This morning, every single line in the city (great screen shot of the MTA's site, courtesy nyhamsterhouse) was disrupted by an intense, but not unprecedented storm. Newsday is reporting that 1.5" rain was falling per hour overnight (from the National Weather Service). And the entire subway system is flooded out and not working.
So I spent some time this morning searching back through the New York Times archives, and I found that my memory is accurate. System-wide disruptions caused by rain are much more frequent, and more severe, than they used to be. Storms like today's and worse have happened in the past with much less effect.
(Warning: Most of the links below will work only if you're a Times Select customer; if you really want one of these articles let me know and I'll mail it to you.)
Service has been disrupted by flooding at least one other time this year (on March 3), badly enough to warrant a story in the Times. Disruptions that bad have happened at least once in 2006 (6/2), once in 2005 (10/13), and twice in 2004 (9/8 and 9/18).
Before that, you have to go back to August of 1999, when floods closed down nearly every line in the city. A month later, the remnants of Hurricane Floyd swept through and there was no serious effect on the subways. Between 1981 (as far as the Times archive goes back) and 1998, there were seven times that flooding disrupted the subways bad enough to make news in the Times, and except for the December 1992 Noreaster that knocked out generators powering the signalling system, there were no system-wide disruptions caused by storms.
There certainly were storms.

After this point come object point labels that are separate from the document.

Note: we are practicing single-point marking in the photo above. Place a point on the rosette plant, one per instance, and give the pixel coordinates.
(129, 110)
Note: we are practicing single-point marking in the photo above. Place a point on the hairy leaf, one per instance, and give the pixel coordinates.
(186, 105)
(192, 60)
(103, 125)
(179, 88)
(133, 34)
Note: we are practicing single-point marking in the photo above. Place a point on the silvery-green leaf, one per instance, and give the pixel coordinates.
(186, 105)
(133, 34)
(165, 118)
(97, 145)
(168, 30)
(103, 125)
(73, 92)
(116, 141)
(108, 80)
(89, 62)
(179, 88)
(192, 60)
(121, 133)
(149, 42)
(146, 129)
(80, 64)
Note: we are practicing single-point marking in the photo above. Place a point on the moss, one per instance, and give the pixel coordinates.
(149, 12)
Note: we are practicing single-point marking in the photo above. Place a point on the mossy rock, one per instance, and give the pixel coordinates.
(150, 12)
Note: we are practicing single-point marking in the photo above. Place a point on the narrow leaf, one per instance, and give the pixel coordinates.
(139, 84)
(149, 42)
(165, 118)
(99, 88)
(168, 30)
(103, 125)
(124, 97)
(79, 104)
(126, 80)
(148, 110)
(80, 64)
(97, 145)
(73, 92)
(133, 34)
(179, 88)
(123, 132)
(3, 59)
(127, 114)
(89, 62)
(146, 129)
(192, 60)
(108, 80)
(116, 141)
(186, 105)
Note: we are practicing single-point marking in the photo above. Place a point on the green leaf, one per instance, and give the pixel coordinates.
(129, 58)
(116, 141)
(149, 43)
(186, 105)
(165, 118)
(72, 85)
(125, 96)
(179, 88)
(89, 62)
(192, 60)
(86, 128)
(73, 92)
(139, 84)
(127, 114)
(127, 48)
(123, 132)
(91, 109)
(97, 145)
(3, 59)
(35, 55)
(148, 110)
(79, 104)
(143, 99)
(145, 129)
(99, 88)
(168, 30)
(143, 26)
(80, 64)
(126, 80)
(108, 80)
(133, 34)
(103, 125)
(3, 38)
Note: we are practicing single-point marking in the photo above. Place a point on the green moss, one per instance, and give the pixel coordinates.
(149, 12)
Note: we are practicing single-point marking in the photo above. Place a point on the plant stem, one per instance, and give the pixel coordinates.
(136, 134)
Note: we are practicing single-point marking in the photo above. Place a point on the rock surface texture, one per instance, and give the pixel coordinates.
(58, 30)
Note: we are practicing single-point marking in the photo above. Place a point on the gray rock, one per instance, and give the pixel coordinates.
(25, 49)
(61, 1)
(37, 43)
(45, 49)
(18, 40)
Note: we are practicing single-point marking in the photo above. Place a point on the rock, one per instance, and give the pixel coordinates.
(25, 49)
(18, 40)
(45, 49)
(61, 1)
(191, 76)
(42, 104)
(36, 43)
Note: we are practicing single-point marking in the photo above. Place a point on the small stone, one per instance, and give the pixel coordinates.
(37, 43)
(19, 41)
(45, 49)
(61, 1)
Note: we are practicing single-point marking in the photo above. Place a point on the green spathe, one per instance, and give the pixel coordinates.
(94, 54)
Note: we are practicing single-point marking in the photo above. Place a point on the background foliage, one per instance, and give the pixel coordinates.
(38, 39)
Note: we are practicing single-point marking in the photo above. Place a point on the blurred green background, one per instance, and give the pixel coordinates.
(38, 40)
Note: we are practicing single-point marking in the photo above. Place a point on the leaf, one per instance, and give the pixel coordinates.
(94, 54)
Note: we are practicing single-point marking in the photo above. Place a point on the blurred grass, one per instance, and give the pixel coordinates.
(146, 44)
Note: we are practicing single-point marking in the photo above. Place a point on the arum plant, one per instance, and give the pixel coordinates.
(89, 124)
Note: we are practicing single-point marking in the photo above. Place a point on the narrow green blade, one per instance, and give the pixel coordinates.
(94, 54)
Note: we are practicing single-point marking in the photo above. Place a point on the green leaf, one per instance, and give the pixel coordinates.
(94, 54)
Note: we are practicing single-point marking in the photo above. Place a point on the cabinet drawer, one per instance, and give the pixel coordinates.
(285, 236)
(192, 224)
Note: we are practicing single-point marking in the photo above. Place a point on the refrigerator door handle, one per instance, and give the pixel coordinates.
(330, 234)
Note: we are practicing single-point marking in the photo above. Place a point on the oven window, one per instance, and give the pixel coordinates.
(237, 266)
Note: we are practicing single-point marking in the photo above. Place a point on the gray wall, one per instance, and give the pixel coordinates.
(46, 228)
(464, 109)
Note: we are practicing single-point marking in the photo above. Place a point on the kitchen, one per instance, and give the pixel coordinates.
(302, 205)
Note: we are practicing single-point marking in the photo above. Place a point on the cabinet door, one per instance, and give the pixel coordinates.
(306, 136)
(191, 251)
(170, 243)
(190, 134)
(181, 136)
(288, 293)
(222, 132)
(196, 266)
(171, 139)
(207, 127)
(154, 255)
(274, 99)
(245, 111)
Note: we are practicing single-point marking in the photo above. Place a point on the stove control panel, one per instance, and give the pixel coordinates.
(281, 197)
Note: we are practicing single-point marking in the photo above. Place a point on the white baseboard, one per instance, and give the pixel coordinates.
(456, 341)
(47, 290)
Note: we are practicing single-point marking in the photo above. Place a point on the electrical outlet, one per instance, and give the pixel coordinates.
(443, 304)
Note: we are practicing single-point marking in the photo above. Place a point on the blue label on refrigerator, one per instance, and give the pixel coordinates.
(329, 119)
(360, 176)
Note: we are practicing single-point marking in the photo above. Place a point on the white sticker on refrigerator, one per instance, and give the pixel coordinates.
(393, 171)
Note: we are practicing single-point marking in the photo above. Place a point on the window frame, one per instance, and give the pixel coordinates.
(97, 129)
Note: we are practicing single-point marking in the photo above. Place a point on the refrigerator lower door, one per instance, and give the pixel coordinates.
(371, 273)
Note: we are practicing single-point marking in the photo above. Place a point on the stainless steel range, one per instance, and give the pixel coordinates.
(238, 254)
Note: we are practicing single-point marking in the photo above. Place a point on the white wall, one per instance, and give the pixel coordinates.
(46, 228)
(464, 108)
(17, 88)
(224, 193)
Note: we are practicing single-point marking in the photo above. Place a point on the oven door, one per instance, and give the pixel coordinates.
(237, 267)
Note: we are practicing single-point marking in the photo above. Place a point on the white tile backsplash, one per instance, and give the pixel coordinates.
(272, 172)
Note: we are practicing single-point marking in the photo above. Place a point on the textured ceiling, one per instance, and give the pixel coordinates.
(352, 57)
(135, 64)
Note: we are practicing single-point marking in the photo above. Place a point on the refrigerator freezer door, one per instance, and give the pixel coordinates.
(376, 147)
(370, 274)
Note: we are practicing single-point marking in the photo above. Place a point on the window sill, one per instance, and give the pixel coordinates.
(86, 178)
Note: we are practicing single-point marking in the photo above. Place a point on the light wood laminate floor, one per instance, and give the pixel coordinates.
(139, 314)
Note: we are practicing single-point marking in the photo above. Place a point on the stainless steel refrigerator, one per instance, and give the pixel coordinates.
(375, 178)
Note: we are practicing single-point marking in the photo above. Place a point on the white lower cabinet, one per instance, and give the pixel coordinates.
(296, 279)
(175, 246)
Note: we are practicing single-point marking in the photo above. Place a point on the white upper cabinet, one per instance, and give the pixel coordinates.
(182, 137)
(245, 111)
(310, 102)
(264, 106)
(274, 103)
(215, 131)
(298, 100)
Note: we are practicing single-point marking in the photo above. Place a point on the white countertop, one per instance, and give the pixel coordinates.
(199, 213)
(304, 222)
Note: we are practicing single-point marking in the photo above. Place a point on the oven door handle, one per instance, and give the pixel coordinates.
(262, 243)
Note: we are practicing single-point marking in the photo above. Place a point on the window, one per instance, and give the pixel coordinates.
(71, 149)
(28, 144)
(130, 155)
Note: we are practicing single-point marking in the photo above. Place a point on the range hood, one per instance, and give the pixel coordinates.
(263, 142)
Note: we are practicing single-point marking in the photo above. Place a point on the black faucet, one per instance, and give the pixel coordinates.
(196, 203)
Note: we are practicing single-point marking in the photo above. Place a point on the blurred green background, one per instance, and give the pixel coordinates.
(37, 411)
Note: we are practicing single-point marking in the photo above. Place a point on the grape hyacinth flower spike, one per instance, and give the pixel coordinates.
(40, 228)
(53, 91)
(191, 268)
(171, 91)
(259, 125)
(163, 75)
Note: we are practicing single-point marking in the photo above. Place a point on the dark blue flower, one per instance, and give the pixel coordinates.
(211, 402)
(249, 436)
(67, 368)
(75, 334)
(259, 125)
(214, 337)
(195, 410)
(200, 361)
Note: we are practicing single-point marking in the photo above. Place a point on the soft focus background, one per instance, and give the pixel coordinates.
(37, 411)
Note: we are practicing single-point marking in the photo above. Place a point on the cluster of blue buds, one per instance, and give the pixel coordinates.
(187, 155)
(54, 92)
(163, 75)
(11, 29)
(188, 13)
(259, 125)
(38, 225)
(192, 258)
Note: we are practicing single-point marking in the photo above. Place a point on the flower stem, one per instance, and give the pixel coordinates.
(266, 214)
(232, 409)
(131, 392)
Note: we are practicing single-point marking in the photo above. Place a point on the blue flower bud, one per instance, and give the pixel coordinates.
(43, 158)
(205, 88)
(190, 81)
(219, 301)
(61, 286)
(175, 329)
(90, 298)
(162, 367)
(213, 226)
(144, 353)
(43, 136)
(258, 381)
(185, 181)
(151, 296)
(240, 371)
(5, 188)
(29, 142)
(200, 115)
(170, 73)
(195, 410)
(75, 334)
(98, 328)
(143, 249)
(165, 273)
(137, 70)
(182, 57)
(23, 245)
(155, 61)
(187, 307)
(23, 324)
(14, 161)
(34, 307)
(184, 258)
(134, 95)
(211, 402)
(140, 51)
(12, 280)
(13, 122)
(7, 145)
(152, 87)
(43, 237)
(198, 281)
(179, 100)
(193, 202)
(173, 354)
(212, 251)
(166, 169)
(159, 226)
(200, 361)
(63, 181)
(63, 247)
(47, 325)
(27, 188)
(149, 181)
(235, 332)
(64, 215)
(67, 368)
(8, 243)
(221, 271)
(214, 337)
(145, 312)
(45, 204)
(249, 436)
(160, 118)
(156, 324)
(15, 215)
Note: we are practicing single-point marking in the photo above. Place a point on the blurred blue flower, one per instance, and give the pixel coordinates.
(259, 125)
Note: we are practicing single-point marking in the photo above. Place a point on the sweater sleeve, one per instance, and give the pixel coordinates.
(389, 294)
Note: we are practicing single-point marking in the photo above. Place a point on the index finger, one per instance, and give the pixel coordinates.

For instance, a Noreaster in October 1996 dumped 4.35" of rain in Central Park in less than a day, but only the west side IRT had service problems. In August 1993 a storm knocked out the west side IRT and the A in midtown, but no other problems are noted. In April 1983, "More rain fell yesterday in New York City than on any day in April since 1874," but the 3.68" of rain caused no subway problems. In July of 1982, the 2/3 north of 96th was suspended for 30 minutes during a storm of 2.32 inches. In January of 1982, 2.72 inches of rain fell, and the Times thought it significant to report that, "flooding at the Coney Island open-air yards caused 15-minute delays for IND subway trains starting from there, with hand-operated signals replacing automatic signals for about five hours, until 11:15 A.M."
So what's happening?
A report in April 2006 blamed the disruptions in 2004 on poor maintenance and communication. The Times said,
drains were clogged by trash and mud and that subway workers were slow to respond. Lawrence G. Reuter, the president of New York City Transit, the authority's division for subways and buses, said ''several adjustments'' had been made since the 2004 flood, including increased track and drain cleaning.'A later report said that discarded free newspapers had clogged the drains. The MTA often blames the city sewer system, but that only applies in some areas, such as the west side, which is why those trains have always been affected by flooding.
But a 2004 story by the Times focuses on old pipes that are too small to keep up with the flow of water, and other infrastructure problems. Ten years earlier the MTA said, plain and simple, that older pumps were the problem and that they were replacing them.
Here's the bottom line: The flooding problems are worse because the MTA is not keeping up with basic infrastructure work. And a large part of the reason for that is that state and federal funding for large capital projects has almost entirely disappeared; most new construction work has to be funded by borrowing money, which is expensive, and is building up a massive load of debt that will cause fare hikes and maintenance problems for years to come. If you don't like this situation write Albany and your federal representatives and demand better funding for the subways. Drivers bash the city's infrastructure to hell every year and don't pay a cent. Let them pay higher tolls and congestion charges and whatever else is necessary to keep New York City's lifeline running.